Because New Deal is more than just a couple of programmes, the Government also needs to fully develop its other initiatives like the £195m provision for assistance to people on Incapacity Benefit or the expected announcement of the first 5 Employment Zones which will bundle together "Neighbourhood Match" (Intermediate Labour Market-type programmes of waged work for community regeneration), a self-employment subsidy and a full-time study option.
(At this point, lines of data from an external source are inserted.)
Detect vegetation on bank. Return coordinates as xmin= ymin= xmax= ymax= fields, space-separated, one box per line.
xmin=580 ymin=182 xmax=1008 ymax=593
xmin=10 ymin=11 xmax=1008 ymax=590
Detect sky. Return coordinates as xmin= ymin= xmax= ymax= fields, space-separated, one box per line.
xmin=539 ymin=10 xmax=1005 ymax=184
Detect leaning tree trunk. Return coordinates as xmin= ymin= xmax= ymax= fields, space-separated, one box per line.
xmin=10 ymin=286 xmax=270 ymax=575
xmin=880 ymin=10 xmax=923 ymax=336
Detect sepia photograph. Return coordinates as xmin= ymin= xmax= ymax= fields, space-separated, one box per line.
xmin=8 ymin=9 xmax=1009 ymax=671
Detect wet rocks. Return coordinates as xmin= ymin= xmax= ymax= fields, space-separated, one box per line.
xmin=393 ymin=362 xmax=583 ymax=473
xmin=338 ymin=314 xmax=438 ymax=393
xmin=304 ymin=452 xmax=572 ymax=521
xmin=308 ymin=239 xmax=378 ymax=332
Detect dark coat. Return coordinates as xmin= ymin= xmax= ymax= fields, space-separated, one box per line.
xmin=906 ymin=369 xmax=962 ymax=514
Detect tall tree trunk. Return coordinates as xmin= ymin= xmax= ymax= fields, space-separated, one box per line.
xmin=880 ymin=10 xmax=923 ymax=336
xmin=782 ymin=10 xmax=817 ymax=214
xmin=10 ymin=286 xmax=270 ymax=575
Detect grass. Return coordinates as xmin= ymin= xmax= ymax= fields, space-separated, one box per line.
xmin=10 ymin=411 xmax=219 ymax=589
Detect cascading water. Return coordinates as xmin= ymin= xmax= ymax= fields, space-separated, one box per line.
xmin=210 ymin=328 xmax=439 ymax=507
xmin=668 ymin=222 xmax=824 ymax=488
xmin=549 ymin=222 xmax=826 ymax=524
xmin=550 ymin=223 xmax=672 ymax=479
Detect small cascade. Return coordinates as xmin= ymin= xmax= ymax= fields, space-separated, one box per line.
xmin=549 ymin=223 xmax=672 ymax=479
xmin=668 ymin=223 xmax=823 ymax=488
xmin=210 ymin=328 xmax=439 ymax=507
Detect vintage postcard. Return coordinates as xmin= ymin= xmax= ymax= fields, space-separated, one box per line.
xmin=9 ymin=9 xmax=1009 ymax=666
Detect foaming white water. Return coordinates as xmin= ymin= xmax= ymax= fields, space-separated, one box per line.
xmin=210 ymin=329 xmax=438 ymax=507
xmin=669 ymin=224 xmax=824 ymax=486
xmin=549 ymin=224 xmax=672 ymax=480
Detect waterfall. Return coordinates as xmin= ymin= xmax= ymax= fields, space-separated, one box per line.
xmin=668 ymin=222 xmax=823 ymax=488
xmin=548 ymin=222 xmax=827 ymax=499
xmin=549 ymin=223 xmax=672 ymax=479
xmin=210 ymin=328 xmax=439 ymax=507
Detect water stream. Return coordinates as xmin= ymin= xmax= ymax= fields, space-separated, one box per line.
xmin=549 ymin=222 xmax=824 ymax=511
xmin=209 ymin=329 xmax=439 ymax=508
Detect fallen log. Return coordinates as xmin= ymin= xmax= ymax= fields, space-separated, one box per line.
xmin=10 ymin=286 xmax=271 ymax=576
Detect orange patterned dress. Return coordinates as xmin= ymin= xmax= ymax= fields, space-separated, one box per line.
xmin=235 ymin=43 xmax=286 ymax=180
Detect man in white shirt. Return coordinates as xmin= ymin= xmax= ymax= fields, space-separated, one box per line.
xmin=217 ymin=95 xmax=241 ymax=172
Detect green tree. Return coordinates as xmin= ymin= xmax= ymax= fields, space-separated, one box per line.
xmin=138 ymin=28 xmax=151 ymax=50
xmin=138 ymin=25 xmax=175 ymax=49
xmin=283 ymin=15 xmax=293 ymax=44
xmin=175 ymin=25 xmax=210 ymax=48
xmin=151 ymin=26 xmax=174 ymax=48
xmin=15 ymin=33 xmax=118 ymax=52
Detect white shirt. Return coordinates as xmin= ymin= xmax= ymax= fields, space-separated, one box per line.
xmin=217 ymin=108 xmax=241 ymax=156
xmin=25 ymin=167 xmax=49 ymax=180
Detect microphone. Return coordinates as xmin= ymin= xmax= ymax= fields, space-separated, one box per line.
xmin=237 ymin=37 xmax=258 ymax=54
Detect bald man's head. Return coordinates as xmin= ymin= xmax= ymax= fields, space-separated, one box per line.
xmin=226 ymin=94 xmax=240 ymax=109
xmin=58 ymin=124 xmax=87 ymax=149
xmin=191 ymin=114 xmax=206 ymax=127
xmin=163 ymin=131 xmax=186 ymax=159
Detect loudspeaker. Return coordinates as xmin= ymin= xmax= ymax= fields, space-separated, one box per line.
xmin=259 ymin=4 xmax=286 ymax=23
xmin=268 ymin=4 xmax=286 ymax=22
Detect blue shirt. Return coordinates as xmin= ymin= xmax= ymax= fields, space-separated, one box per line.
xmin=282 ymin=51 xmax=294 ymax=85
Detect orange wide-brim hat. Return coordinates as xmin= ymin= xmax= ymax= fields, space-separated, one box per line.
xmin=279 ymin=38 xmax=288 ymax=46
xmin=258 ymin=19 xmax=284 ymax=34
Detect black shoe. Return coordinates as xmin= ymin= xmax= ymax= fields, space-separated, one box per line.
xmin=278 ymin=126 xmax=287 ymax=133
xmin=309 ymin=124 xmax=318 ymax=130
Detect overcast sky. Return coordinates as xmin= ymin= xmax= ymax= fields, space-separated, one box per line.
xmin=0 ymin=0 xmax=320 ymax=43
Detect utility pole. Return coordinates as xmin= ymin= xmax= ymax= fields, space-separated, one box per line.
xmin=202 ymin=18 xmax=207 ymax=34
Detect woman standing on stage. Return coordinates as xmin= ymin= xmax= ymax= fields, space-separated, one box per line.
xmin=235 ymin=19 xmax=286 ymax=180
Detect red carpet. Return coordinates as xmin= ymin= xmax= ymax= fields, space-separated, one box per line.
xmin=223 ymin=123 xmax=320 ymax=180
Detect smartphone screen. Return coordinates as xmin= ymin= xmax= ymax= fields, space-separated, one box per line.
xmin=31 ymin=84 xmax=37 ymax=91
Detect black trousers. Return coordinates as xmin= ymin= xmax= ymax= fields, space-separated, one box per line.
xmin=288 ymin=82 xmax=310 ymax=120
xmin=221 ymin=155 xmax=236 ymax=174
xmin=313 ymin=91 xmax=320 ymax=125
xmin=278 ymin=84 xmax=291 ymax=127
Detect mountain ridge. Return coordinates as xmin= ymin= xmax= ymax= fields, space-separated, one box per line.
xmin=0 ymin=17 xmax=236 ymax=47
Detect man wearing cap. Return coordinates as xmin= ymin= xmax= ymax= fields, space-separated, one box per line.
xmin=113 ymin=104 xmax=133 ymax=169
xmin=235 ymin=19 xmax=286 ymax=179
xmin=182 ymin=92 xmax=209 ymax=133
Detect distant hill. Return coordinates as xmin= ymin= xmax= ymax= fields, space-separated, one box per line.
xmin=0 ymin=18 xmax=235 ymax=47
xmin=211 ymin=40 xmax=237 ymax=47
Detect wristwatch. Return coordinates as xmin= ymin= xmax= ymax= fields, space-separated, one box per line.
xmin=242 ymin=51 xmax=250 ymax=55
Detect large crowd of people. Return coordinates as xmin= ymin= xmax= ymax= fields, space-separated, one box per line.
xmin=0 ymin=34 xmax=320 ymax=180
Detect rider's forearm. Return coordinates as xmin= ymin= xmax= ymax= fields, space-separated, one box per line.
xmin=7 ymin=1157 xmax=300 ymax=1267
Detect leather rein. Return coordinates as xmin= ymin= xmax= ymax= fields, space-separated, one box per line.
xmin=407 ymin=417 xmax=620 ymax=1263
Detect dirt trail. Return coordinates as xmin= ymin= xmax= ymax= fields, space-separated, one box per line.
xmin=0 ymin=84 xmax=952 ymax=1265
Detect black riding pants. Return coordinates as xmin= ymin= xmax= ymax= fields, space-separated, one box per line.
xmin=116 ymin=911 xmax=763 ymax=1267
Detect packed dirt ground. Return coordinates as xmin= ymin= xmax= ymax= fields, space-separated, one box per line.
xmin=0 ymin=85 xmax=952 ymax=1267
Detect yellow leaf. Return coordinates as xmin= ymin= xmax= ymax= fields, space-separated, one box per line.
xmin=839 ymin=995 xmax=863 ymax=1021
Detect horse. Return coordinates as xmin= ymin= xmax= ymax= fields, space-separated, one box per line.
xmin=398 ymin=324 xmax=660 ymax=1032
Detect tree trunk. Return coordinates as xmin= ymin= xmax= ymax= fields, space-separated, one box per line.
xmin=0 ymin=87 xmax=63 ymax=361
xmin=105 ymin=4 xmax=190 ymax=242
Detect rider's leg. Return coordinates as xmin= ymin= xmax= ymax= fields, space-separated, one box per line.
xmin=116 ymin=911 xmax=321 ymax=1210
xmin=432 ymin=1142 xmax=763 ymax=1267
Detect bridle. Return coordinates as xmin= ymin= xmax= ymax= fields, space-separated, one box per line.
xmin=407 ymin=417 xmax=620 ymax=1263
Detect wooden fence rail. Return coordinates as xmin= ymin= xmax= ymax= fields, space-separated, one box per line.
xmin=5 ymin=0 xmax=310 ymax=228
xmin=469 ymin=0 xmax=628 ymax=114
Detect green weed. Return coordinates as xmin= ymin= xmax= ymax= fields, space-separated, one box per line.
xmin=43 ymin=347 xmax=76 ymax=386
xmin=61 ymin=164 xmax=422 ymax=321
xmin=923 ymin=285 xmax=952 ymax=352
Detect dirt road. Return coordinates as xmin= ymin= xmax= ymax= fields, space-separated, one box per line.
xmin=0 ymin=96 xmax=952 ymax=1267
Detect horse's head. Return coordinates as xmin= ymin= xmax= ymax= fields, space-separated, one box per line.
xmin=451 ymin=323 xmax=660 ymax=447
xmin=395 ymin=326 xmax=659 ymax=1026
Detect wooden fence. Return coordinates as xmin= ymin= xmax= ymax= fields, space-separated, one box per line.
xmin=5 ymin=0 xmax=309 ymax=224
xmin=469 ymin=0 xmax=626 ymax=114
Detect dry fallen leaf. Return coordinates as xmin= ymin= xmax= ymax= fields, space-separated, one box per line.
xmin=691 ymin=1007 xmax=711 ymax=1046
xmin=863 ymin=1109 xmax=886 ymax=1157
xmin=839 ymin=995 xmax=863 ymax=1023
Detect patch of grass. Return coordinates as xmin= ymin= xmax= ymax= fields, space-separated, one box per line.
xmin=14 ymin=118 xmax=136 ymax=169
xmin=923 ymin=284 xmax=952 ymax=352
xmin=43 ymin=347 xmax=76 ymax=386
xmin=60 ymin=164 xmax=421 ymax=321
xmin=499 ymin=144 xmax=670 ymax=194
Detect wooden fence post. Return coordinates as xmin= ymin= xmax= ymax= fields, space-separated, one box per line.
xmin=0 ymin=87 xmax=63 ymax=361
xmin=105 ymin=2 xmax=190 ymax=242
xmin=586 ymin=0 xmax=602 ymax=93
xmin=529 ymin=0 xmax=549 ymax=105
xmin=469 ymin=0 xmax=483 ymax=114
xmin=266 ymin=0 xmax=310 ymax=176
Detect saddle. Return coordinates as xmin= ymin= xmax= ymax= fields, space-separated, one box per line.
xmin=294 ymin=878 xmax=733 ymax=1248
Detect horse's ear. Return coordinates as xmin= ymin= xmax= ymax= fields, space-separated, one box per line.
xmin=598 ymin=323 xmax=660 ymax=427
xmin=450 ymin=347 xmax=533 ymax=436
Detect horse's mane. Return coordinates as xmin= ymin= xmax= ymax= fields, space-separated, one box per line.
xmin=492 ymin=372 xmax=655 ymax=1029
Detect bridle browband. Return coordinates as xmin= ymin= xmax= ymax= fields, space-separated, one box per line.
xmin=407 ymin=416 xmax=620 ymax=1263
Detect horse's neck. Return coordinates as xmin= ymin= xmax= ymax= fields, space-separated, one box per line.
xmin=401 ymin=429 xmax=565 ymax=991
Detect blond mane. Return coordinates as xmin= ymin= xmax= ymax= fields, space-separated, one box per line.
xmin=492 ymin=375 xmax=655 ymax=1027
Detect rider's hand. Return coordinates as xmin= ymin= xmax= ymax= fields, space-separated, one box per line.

To make the breadth of their labour market policies more apparant, Ministers also need to firm up their proposals for the 16 to 17 age group. This is arguably a more acute problem with over 100,000 young people unemployed and not engaged in any form of educational or training activity. As we illustrate on page ?, Ministers have started the "Target 2000" process with legislation for the "right to study or train". But this will cost up to £50m and the Government is unlikely to implement until 1999. More complicated is the Manifesto pledge to "replace the failed Youth Training" by implementing National Traineeships and extending the scope and numbers of Modern Apprenticeships for 16-19 age group. Success in this age group will in itself make sure that there are subsequently fewer 18 to 24 year olds who need New Deal attention.
Lastly, the Government needs to take care with its New Deal for lone parents. Already £200m has been allocated for a voluntary programme of jobsearch assistance from Employment Service where the unemployed parent’s youngest child is over 5 years old. Ministers say that the 8 pilots started July 1997 (covering 40,000 people) have achieved a good measure of success and the national roll-out - aimed at 500,000 lone parents - which was planned for October 1998 has now been advanced to April. The Government has also allocated £300m for an ambitious national network of childcare provision.
So far so good. But a new risk has emerged which could threaten the credibility of the "New Deals" generally. The Government’s defence of its plan to abolish the lone parent premium is increasingly being justified by reference to the New Deal for lone parents. With tax revenues strengthening, the Government’s argument that it has merely "inherited" this cut by adopting the previous Government’s astere spending plans is not so justifiable. Increasingly Ministers are defending this benefit cut by pointing to their New Deal programme which aims to help lone parents get out of social security altogether by finding work. But this was never the context in which the original plan for a voluntary job assistance programme was devised.
If the Government persists with this sort of linkage to a highly contentious social security proposal, the New Deal process and the goodwill generated towards it will be endangered and its success could be undermined.